Discovery asserted that the “backdrop across much of Latin America is one of the strongest” it has seen in decades, adding that several countries have made meaningful progress with fiscal discipline, economic reform, and market-oriented policymaking, creating a more constructive environment for both domestic investment and foreign capital. 

The hedge fund is especially enthusiastic about the economic turnaround in Argentina, pointing out that President Javier Milei’s reform agenda “continues to improve policy credibility and reshape investor confidence” and that GDP returned to growth in 2025, inflation has fallen sharply from its peak, and poverty has declined to its lowest level since 2018.

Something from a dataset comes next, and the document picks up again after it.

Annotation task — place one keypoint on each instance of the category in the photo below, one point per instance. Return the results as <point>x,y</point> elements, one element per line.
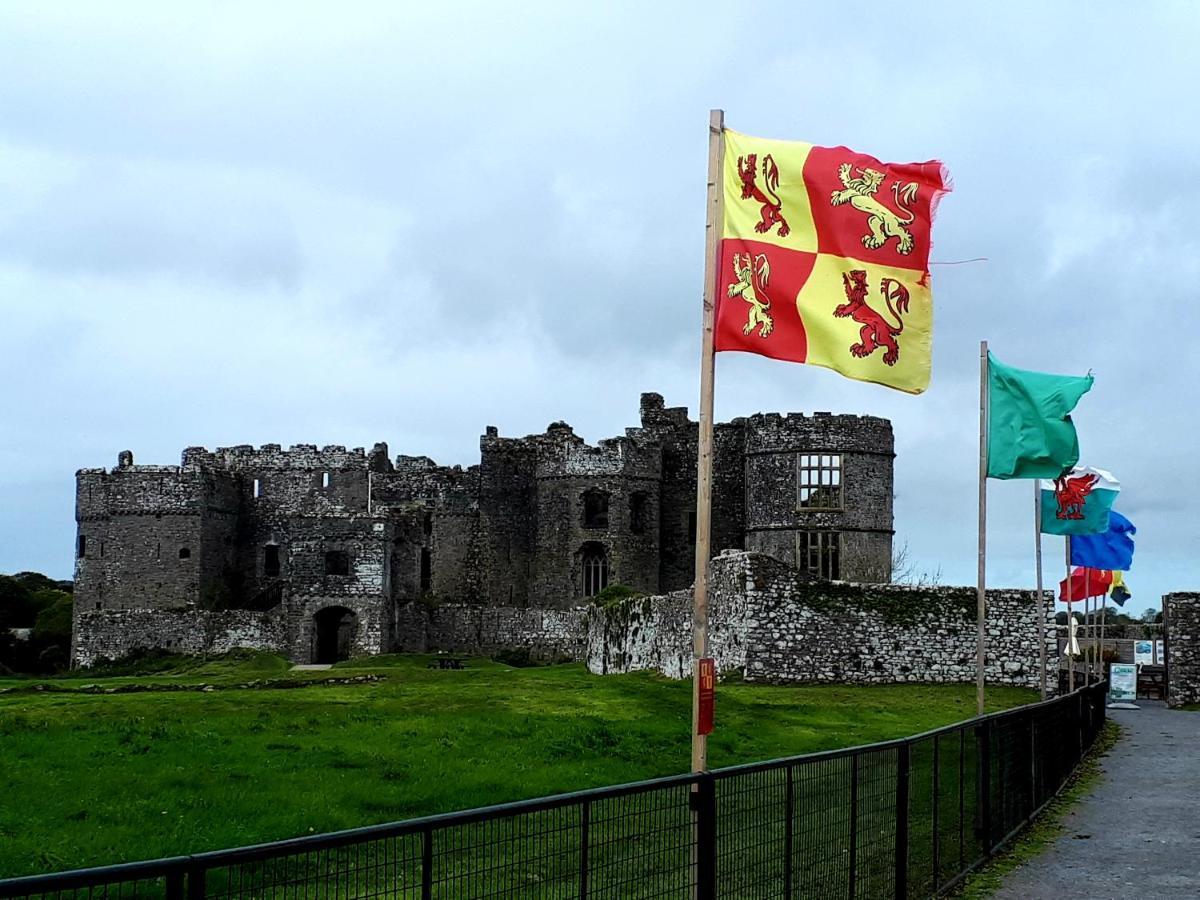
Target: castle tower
<point>819,493</point>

Discovery says it remains “constructive on selective opportunities in Mexico” and that nearshoring and the USMCA “continue to provide long-term structural support.” Elsewhere in the region, it sees opportunities in Peru and Colombia, with improving political dynamics after recent election results strengthened the investment backdrop. 

On the other hand, it says Brazil’s macro backdrop has become “more challenging,” citing elevated inflation, fiscal concerns, and the upcoming presidential election.

In Africa, Discovery is excited about Nigeria, an important contributor during the first half of the year. The hedge fund says the country remains one of the more compelling opportunities in emerging and frontier markets. “The country is early in its reform process, but the path has become increasingly constructive,” it notes. “Currency reform, subsidy removal, greater economic openness, and improving governance have begun to restore policy credibility after years of macroeconomic instability that limited foreign investment. While these reforms create periods of near-term volatility, they also lay the foundation for meaningful long-term value creation.”

Discovery plays this opportunity through liquid public companies with exposure to African infrastructure, financial services, and consumer growth.

Financials — primarily investments in government-sponsored entities — were the largest detractor for the overall portfolio during the first half.

Looking ahead, Discovery is bearish on the U.S. dollar. “We expect the dollar to gradually resume its longer-term weakening trend, particularly against select emerging-markets currencies,” it told clients. “In the near term, continued capital flows into U.S. innovation, particularly through artificial intelligence and private technology along with geopolitical uncertainty, should provide ongoing support for the dollar. The longer-term structural outlook is less favorable as capital increasingly rotates toward opportunities outside the United States.”

In general, Discovery’s market outlook remains “constructive, supported by a global liquidity backdrop that has yet to fully normalize.” On the other hand, the firm says elevated valuations, higher interest rates, concentrated investor positioning, and heightened geopolitical activity “are creating significant crosscurrents across markets, reinforcing the importance of tactical portfolio positioning.”

Discovery concludes: “We [see] opportunities to selectively add to high-conviction positions while actively managing portfolio risk as market conditions evolve.”